Tax specialists have welcomed the clarity brought to trust reimbursement agreements and Part IVA amendments by the Federal Court's Guardian AIT appeal decision but say the core question of what constitutes an “ordinary family or commercial dealing” has been left unresolved.
They say the tax office will need to rewrite its s100A ruling in the wake of yesterday’s decision, which largely rejected the ATO’s appeal, and say Canberra might even have to look at amended legislation.
CA ANZ said yesterday’s decision highlighted the importance in s100A of determining whether a reimbursement agreement existed at — or prior to — the time when a beneficiary was made presently entitled to the trust net income.
“On this point, the court (like the primary judge) accepted the evidence of those connected with the transaction, including the accounting firm advisers,” it said.
Tax specialist John Jeffreys said the court rejected the Commissioner’s arguments that there was an understanding between the taxpayer’s accountants (Pitcher Partners) and the client that the beneficiary (a company) would pay a dividend to a trust from funds that had been distributed to it by the trust.
“The court said that an agreement must reflect a common intention, or consensus existing between at least two parties. Because the beneficiary (a company) was repaying money to a trustee that had been sourced from a distribution from the trust, it had to be the case that the beneficiary (company) was a party to the agreement.
“The court held that the circumstances that occurred before the company beneficiary received the present entitlement only inferred some type of understanding. It was not enough to constitute an agreement needed for the purpose of s100A.”
He said accountants could take comfort from the fact that the ATO cannot just argue that an agreement is implied or inferred.
“This may, for example, negate the ATO view that a reimbursement agreement can be inferred through past practice,” he said. “If affairs are structured properly and there is supporting documentation, they can successfully argue there is no reimbursement agreement and, therefore, have no section 100A problem.”
CA ANZ tax leader Michael Croker said the accounting body would be watching closely for the ATO’s response.
“Guardian could be viewed as an s100A case confined to its facts about the existence of a reimbursement agreement, with more test cases desperately needed on the meaning of ‘ordinary dealings’.”
He said the complexity of the issue might prompt government invention.
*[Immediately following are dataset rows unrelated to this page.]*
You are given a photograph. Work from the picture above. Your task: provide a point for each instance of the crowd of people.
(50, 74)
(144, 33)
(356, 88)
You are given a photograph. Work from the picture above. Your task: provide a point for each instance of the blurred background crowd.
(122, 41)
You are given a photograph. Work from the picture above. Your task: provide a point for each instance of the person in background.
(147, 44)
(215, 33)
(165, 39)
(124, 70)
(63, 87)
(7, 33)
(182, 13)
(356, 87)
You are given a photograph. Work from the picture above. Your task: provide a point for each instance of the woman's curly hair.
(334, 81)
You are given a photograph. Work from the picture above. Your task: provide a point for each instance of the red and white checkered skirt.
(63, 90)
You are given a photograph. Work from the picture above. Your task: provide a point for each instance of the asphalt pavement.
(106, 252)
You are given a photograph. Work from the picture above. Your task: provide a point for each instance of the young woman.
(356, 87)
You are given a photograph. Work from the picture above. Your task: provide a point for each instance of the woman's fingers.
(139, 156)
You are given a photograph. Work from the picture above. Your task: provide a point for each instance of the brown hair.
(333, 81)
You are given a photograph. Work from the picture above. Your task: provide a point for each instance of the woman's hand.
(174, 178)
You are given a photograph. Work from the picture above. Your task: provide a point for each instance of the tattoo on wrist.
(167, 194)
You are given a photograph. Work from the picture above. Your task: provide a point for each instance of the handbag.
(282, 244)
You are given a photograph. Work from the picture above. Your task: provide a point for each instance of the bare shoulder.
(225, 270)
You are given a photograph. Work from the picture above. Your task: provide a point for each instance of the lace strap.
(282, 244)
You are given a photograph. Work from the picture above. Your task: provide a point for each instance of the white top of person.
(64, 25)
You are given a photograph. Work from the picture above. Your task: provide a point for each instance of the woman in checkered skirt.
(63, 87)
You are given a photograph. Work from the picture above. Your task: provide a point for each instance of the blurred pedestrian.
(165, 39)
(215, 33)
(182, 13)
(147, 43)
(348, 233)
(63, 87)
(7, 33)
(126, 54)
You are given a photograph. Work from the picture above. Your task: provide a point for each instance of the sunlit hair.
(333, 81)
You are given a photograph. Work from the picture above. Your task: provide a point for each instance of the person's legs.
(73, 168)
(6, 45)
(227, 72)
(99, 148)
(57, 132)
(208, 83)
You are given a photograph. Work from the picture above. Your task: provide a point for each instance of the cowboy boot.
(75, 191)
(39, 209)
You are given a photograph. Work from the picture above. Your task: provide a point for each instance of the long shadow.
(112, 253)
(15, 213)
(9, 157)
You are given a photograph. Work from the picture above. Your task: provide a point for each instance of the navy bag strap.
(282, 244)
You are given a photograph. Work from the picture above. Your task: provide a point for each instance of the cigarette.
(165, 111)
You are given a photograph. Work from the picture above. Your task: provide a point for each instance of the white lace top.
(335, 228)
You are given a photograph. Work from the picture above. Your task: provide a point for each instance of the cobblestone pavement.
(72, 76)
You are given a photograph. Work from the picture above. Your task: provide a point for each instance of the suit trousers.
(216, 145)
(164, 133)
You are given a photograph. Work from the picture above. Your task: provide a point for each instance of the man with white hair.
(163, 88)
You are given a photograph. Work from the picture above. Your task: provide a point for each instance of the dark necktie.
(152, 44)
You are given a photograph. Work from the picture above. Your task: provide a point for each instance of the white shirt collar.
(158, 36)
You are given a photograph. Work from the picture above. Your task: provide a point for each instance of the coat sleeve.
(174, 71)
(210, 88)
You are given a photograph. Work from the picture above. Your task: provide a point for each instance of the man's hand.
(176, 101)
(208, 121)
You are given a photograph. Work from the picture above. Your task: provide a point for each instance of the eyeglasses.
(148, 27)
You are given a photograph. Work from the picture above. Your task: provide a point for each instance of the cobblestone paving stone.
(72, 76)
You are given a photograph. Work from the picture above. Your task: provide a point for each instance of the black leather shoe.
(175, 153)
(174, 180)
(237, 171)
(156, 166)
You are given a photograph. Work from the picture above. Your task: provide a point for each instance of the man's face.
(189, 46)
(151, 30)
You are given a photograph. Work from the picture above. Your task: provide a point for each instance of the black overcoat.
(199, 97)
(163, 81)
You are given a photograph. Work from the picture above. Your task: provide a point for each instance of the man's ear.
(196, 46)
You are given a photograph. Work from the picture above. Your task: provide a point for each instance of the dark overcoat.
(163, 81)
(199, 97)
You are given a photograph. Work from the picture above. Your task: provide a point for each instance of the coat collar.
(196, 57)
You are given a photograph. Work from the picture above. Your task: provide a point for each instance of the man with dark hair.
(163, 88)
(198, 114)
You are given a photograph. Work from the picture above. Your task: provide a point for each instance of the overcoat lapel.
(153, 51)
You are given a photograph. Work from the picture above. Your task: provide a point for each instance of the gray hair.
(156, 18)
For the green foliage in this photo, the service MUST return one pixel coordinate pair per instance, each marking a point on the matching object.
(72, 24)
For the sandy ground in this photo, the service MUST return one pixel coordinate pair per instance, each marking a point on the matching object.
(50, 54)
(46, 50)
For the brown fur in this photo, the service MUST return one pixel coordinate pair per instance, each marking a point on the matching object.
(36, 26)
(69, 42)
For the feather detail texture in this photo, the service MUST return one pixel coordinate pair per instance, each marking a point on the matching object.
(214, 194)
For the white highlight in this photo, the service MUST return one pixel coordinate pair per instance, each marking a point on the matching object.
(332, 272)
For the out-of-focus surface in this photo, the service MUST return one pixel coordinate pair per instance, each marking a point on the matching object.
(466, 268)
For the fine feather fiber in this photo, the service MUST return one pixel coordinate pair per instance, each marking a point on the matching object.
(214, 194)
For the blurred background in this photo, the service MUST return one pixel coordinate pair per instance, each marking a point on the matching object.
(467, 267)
“This section now requires pages and pages of ATO guidance to decipher, and an important threshold issue — the existence and timing of a reimbursement agreement — can be unclear. That could lead to discussions in Canberra about whether the policy objectives of s100A could be better achieved by amended, more objective legislation.”
BDO tax partner Mark Molesworth agreed the decision did little to clear up doubts around s100A, especially concerning ordinary dealings.
“The ATO’s application of the section still relies on ‘the vibe’ to an extent that is unwelcome in a modern tax system,” he said.
“While the decision shows that the ATO will continue to attack trust arrangements with which it disagrees, we hope that the abandonment of some of the ATO’s ambit claims in the course of the appeal reflects a change that will be felt by taxpayers in audits also.
“Fewer wide-ranging claims and more targeted application of the law would be appreciated.”
BDO tax technical national leader Lance Cunningham said the ATO would need to rewrite some of the s100A ruling.
“The part of the decision that found Section 100A does not apply to the ‘washing machine’ arrangement will likely mean the ATO will have to revise its recently released ruling TR 2022/4,” he said, although the court decision did confirm that Part IVA would apply to such arrangements.
On Part IVA, Mr Jeffreys said recent amendments under section 177CB had removed a weakness from the ATO’s perspective.
“The court referred to sub-section 177CB(4) with approval and said that the primary judge should not have ignored the potential operation of Part IVA just because the proposed alternative would have involved the taxpayer paying higher tax.
“The ATO will be very pleased that a senior court has made this statement as the ‘there is no tax benefit’ argument was the Achilles heel of Part IVA as far as the ATO was concerned.”
He said the court had reinforced the recent Minerva Financial Group Pty Ltd v Commissioner decision and it was uncertain how this might impact distributions.
“It will be interesting to see how far the ATO takes these decisions when considering the hundreds of thousands of discretionary trustee distribution decisions that are made around 30 June each year. Often these decisions are made with a high degree of tax motivation.”
The ATO said the Commissioner was considering the Full Court decision in the Guardian AIT and Springer matters and had no further comment at this time.